La présence de la rougeole dans la liste des fléaux évoqués par Philippulus paraîtra peut-être incongrue au lecteur moderne — cet immunisé universel qui va jusqu'à croire sa pachyméninge à l'abri de l'idée du Rien. Mais il faut rappeler que les quatre phases de cette maladie avaient de quoi, à l'époque, vous faire « jouer des castagnettes » : incubation silencieuse, invasion avec catarrhe fébrile, éruption dite morbilliforme, suivie d'une desquamation avec état de fatigue persistant.
Et si la rougeole en elle-même est peu létale, il n'en va pas de même de ses complications pneumologiques !
(Hermann von Trobben, Le Monocle du colonel Sponsz)
Poids du visqueux froid
Le poulpe, la pieuvre et tout le visqueux froid des océans pèsent lourdement dans la pachyméninge du suicidé philosophique, avec une effarante présence.
(Raymond Doppelchor, Océanographie du Rien)
Le grand jeu
Retrouvant des intuitions centrales d'Héraclite et de Nietzsche, les prolongeant et les systématisant, le suicidé philosophique tente de rassembler en un tout cohérent crosse, canon, barillet, percuteur et queue de détente pour en faire la pièce centrale de sa philosophie de l'existence. Il interroge en ce sens magie et mythes, religions et cultes, philosophie et esthétique, avant de se rabattre sur le Petit manuel d'armurerie de Henri Baret (Imprimerie Dumas, 1927).

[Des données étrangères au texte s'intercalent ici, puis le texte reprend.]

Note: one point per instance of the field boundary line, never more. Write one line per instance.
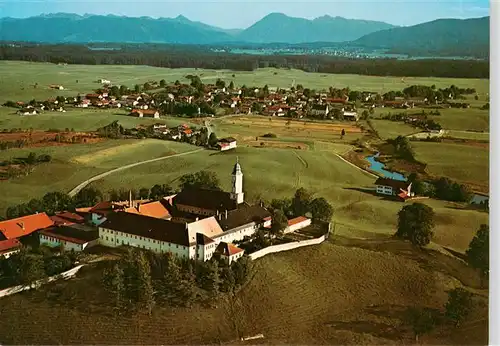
(80, 186)
(361, 169)
(304, 162)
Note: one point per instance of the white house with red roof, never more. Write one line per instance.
(297, 223)
(69, 238)
(229, 252)
(9, 247)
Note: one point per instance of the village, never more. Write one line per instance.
(157, 99)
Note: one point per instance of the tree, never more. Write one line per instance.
(56, 201)
(365, 115)
(479, 251)
(209, 277)
(416, 223)
(321, 209)
(88, 196)
(31, 159)
(212, 140)
(144, 193)
(301, 202)
(458, 306)
(160, 191)
(200, 180)
(422, 321)
(279, 223)
(144, 287)
(220, 84)
(242, 270)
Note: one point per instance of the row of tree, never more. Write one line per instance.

Dépassant la distinction tranchée entre ludique et sérieux, et d'accord en cela avec le philosophe Eugen Fink, il voit le monde comme un jeu sans joueur et l'homme comme une espèce de « mobile sur coussin d'air » quand ce n'est pas un « agrume désaxé des champs agricoles ».

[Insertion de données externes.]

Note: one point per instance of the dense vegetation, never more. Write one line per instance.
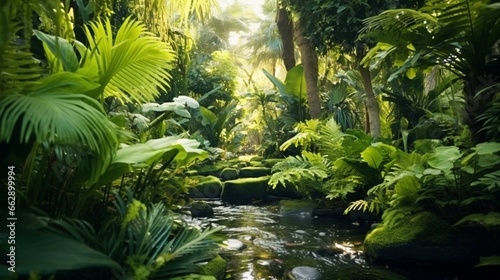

Il sait que tout homicide de soi-même est à la fois réel et irréel, mais cela n'entame pas sa détermination à se « faire sauter le couvercle ».
(Léon Glapusz, Mélancolie bourboulienne)
Prière du suicidé philosophique
« Taupicide ! tu nous a commandé de t'invoquer au jour de notre détresse, et tu nous a promis de nous en délivrer, afin que nous t'en rendions l'honneur et la gloire qui est due à ta divine majesté. C'est ici pour ton serviteur un jour de détresse et d'angoisse. Il n'y a plus rien d'entier en sa chair, et ses os sont tout brisés ; et même son cœur est saisi d'un venin pestilent. Il n'y a que toi seul qui puisses le délivrer de cette maladie qu'on appelle la vie. Car tous les remèdes de la philosophie n'y peuvent rien, ils sont sans efficace. Mais tu peux toute chose. C'est toi, taupicide, qui non seulement guéris les malades les plus désespérés, mais apaises aussi tous les troubles et toutes les agitations de la conscience, et dissipes toutes les vapeurs malignes qui travaillent le Dasein, et qui ne lui donnent aucun repos. Sa langue est attachée à son palais, mais tu vois que son cœur sanglote, et qu'il crie après toi. Que ses soupirs et ses gémissement parviennent jusques au trône de tes éternelles miséricordes, et qu'ils émeuvent tes compassions paternelles. » — Et cetera, et cetera.
(Johannes Zimmerschmühl, Pensées rancies et cramoisies)
Toujours prêt
Le suicidé congénital, quoiqu'il soit en général amoureux de la poésie, de la musique et des pique-niques au bord des lacs, est à chaque instant prêt à prendre le train pour Pétersbourg, les valises bien garnies d'une dynamite qu'il ne destine qu'à lui seul.